Insbesondere die Schäden am Lungengewebe, die bei 80 Prozent der Erkrankten in Deutschland auftreten, bekommen die "normalen" Mäuse nicht. Doch mit seinen Gentech-Mäusen, die "Löcher in der Lunge" ähnlich wie kranke Menschen entwickeln, kann Ehlers jetzt testen, welche Mittel wie im erkrankten Gewebe wirken. "Wir wollen mit modernen bildgebenden Verfahren die Wirkung von Therapeutika in den Tieren studieren.
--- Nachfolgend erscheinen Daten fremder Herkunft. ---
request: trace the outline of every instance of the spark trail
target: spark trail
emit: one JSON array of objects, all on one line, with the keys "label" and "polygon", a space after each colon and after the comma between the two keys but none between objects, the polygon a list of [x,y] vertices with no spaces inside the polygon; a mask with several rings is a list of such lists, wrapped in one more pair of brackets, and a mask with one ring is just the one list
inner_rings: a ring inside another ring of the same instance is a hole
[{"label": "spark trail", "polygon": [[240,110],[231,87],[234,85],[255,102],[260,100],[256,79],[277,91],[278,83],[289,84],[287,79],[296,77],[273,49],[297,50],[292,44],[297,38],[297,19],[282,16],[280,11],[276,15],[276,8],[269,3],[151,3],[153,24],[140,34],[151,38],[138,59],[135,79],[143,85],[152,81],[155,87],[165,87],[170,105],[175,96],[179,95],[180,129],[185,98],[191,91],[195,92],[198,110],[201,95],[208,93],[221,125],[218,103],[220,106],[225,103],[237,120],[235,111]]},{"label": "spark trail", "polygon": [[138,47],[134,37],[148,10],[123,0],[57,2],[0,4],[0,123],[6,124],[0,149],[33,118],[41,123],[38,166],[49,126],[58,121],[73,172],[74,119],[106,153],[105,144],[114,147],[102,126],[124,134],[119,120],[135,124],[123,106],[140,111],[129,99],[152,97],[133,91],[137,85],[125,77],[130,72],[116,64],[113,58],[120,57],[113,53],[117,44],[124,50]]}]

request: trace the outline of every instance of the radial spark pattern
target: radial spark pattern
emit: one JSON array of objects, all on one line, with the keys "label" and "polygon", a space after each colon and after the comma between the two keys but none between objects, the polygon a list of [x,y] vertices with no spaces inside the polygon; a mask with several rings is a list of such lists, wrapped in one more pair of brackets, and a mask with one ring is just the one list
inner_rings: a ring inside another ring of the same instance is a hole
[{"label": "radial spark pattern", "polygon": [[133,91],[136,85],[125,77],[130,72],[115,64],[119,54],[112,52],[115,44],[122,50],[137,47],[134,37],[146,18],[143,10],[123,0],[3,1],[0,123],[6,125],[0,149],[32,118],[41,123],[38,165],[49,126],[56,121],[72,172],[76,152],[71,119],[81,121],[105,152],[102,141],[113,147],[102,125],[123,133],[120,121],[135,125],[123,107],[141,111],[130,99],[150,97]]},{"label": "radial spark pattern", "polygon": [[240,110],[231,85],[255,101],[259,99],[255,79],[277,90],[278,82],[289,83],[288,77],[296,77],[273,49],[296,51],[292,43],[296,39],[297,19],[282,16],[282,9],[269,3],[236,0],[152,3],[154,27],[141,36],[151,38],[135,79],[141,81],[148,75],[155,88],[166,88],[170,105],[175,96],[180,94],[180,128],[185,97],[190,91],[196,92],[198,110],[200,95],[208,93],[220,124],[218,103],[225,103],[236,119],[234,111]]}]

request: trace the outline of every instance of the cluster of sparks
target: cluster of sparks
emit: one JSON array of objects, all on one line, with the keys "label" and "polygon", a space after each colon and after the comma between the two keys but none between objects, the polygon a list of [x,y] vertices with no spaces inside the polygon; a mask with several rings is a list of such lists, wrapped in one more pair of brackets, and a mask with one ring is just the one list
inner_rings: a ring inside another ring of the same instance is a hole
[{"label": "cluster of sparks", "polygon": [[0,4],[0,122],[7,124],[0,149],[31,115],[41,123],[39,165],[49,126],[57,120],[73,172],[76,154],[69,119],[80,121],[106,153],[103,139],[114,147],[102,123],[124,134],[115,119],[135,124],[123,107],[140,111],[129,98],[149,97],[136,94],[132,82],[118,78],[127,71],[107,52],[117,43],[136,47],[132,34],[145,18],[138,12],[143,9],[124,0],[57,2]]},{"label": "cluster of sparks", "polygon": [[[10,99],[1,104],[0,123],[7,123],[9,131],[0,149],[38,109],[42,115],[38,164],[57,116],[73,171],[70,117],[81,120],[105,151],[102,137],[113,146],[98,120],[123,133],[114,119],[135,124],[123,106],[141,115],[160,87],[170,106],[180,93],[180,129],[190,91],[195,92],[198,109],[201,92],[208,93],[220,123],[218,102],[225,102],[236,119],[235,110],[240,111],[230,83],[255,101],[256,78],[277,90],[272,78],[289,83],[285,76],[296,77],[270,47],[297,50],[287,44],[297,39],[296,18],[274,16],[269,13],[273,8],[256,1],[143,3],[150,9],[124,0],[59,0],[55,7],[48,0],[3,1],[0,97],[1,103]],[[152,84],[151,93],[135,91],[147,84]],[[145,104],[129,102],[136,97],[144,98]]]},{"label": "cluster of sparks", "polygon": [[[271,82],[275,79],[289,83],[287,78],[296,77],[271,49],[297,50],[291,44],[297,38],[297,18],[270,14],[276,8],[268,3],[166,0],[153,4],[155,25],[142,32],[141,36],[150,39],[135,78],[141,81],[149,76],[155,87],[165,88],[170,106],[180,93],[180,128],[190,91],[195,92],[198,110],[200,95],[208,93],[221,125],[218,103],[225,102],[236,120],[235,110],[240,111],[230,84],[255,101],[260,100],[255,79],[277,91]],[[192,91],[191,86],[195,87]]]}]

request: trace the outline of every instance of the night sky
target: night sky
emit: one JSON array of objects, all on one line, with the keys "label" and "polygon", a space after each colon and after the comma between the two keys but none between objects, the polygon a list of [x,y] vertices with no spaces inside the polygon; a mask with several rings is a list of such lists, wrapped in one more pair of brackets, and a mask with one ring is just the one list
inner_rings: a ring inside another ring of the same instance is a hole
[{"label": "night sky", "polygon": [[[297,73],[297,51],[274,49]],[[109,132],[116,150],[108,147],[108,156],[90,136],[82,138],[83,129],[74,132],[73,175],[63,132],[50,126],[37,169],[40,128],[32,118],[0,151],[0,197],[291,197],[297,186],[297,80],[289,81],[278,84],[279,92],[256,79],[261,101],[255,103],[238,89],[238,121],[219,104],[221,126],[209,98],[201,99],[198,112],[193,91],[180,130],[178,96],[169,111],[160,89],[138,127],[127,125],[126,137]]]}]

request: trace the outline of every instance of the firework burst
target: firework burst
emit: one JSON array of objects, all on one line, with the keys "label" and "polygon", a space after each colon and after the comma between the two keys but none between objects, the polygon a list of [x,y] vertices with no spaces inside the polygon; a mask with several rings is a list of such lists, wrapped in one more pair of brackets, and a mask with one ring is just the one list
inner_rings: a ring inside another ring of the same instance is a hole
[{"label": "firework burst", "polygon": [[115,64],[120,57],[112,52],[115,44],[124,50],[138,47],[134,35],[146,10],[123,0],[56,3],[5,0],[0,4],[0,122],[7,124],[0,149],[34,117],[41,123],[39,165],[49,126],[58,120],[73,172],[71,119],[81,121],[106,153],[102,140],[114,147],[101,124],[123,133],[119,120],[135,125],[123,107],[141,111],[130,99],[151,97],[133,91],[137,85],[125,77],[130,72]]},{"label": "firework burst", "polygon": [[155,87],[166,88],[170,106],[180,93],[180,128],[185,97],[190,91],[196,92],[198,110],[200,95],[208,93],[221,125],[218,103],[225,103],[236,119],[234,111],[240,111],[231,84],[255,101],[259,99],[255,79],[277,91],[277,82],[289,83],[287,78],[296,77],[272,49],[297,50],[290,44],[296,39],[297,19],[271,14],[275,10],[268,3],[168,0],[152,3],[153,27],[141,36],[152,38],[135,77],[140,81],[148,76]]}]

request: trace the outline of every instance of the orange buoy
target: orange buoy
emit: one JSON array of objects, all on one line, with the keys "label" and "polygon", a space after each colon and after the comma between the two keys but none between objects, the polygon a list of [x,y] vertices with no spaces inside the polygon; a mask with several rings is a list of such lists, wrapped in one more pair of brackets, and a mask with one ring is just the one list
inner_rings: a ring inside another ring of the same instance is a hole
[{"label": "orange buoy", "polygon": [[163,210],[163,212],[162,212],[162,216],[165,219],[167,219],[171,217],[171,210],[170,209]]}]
Dann müssen wir die Tiere nicht mal narkotisieren oder gar töten."

Der Trick: Mit dem Forschungszentrum Borstel kooperierende Wissenschaftler heften den TB-Erregern Leuchtmoleküle an. Ihre Ausbreitung im Lungengewebe - und das Eindämmen durch neue Antibiotika - kann das Team von Ehlers mit einer Fluoreszenz-Kamera verfolgen. "Diese experimentellen Studien mit neuen Therapien können wir an Menschen natürlich nicht durchführen, uns bleibt nur der Weg über Tierversuche, die wir aber stets nur nach langem Nachdenken und gründlichem Abwägen machen", betont er.

Mit den 100 000 Euro Preisgeld, das die Hamburgische Stiftung für Wissenschaften, Entwicklung und Kultur Helmut und Hannelore Greve stiftet, will Ehlers die Forschung vorantreiben. Dabei soll ihm seine ägyptische Postdoktorandin Sahar Aly helfen, die ihre Erkenntnisse später in ihrer Heimat anwenden möchte. Dort ist die Krankheit seit mindestens fünf Jahrtausenden verbreitet, wie die Untersuchung an Mumien zeigte.

Die ältesten Spuren der Infektion entdeckten US-Forscher vor knapp zwei Jahren an der Innenseite eines Schädels von einem Homo erectus, der im Westen der Türkei gelebt hat. Demnach litten bereits die Frühmenschen vor 500 000 Jahren an Tuberkulose.

Erst 1882 entdeckte der deutsche Mediziner Robert Koch den Erreger unter dem Mikroskop. Die "mörderische Krankheit" wütete damals in Europa schlimmer als Pest und Cholera. "Davon sind wir weit entfernt", sagt Ehlers. "Aber wenn wir jetzt nicht anfangen, mit Nachdruck die 'neue' Tuberkulose zu erforschen und nachhaltig mit neuen Medikamenten zu bekämpfen, werden wir in wenigen Jahren eine böse Überraschung erleben. Denn die 'neue' Tuberkulose ist die größte Herausforderung der Infektiologie im kommenden Jahrzehnt."